聖人の末娘覚信尼さまは、父聖人が亡くなられる時は、当然紫雲を呼ぶか、あるいわ何か辞世の句を残してくれるものと期待されていた・・・。(この事については、続きとして別号で書かせていただきます)
聖人の臨終のようすは、覚如上人の作である【親鸞伝絵の下・第六段】(一二九五年)にこう書かれている。
「聖人弘長二歳、壬戌仲冬下旬の候より、いささか不例の気まします。それよりこのかた、口に世事をまじえず、ただ仏恩のふかきことをのぶ声に余言をあらわさず、もっぱら称名たゆることなし、こうして同き第八日丑の刻頭北面西右脇に臥したまいてついに念仏の息たえおわんぬ時に頽齢九旬にみちたもう・・・」
現代文にすると
「聖人は、弘長二年(一二六二年)の冬にお体の調子をくずされた。それより床に臥されたままであった。病床の聖人は一切世間のことは口にされず、ただ仏さまのご恩をおもいながらお念仏がいつも口から出ていました。
それから八日目、頭を北にし、お顔を西(お浄土)に向け、右脇を下にされ、すなわちお釈迦さまの涅槃(臨終)のお姿と同じにされ、今まで口から流れていたお念仏が急に絶えた時が聖人のご往生でありました。」
これは、親鸞聖人のご臨終のお姿であります。誠に自然であり、無理にかまえたところのない聖人らしいご往生のお姿であると思われる。
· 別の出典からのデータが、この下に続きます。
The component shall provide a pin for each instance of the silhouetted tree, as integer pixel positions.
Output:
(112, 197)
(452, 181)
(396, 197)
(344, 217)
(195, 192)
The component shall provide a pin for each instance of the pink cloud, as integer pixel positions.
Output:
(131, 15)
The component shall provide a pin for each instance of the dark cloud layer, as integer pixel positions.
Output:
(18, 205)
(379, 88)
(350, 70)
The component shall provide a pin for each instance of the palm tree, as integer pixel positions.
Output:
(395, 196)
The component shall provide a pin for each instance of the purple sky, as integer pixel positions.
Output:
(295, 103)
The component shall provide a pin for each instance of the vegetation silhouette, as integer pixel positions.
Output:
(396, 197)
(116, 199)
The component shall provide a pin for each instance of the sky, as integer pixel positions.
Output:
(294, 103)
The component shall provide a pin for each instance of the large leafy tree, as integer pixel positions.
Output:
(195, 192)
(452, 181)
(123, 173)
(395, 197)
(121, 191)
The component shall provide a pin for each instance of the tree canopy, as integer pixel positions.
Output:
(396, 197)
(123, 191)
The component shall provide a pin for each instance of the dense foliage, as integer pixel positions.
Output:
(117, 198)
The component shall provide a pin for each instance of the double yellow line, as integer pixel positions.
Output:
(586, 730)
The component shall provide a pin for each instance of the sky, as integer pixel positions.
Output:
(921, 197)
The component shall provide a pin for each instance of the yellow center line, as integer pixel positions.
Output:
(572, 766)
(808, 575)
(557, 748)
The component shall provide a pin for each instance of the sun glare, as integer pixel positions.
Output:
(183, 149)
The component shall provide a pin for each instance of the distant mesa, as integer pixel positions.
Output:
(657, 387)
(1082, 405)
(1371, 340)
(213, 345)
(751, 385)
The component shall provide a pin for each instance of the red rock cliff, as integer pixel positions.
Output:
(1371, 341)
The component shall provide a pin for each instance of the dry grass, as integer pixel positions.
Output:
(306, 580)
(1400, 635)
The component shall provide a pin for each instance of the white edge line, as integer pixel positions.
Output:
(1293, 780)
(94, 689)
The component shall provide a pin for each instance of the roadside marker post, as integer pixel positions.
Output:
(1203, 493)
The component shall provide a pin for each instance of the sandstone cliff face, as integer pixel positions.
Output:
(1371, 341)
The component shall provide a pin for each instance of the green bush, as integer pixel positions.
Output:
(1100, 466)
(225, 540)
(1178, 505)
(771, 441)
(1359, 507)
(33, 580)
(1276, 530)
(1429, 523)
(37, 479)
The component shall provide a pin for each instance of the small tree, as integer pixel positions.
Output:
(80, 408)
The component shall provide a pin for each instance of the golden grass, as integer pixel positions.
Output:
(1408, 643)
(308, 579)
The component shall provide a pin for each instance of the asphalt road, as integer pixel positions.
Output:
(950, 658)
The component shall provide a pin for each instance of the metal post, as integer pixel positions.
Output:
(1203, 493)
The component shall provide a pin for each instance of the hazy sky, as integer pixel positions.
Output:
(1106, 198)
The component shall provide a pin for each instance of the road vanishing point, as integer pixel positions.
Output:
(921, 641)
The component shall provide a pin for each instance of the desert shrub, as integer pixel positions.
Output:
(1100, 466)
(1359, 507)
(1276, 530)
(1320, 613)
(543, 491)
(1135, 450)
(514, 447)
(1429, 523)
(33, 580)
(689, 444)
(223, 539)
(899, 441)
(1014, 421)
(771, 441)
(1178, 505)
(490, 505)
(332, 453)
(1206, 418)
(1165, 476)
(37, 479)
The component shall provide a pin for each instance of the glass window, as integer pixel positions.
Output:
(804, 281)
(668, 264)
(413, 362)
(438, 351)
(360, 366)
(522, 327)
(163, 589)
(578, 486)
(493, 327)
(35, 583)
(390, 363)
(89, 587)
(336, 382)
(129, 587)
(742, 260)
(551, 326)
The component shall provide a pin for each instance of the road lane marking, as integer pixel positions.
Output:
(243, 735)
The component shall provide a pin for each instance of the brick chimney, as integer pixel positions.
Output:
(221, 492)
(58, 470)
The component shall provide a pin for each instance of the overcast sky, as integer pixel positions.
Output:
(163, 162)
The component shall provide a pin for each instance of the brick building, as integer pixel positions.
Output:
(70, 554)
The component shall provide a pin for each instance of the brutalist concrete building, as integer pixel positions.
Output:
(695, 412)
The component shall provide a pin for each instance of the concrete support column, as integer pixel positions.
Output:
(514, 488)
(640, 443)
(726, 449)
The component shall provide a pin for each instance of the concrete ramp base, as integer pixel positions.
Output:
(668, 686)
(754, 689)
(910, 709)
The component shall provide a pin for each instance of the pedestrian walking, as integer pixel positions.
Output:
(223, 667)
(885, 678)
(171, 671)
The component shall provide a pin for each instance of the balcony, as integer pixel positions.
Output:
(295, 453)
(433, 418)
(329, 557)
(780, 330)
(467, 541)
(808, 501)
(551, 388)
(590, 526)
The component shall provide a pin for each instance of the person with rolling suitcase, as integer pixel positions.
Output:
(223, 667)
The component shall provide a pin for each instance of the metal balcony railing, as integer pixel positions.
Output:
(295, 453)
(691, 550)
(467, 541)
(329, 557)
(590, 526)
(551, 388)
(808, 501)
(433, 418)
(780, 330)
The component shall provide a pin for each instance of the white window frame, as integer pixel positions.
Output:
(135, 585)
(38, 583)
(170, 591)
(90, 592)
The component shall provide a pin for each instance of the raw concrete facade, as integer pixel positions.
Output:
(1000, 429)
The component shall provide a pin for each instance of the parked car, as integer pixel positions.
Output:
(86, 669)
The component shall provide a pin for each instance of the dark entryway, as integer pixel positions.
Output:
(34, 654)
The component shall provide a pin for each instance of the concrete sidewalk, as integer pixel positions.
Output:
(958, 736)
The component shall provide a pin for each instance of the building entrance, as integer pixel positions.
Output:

平生業成(この人生において仏さまに成る因をいただく)、すなわち信心正因のみ教えを実践され、あとは他力本願に全ておまかせになられた念仏往生の道を私たちに残していって下さったのである。
さて、皆さまは山岡鉄舟のような臨終の姿か、親鸞さまのご往生のお姿か、どちらの方が身近に感じますか。ゆっくり、いや急いで考えてみて下さい。
今月の法話の大切な点は、臨終のようすによって悟りを得た人とか、悟りを得ていない人とかを判定しようということではありません。
私たち〈死の縁まちまち〉であります。死に方が大切であるとは言っておりません。
「平生業成」「信心正因」という浄土真宗の大切なみ教えの要をお伝え出来ればと思ったからなのであります。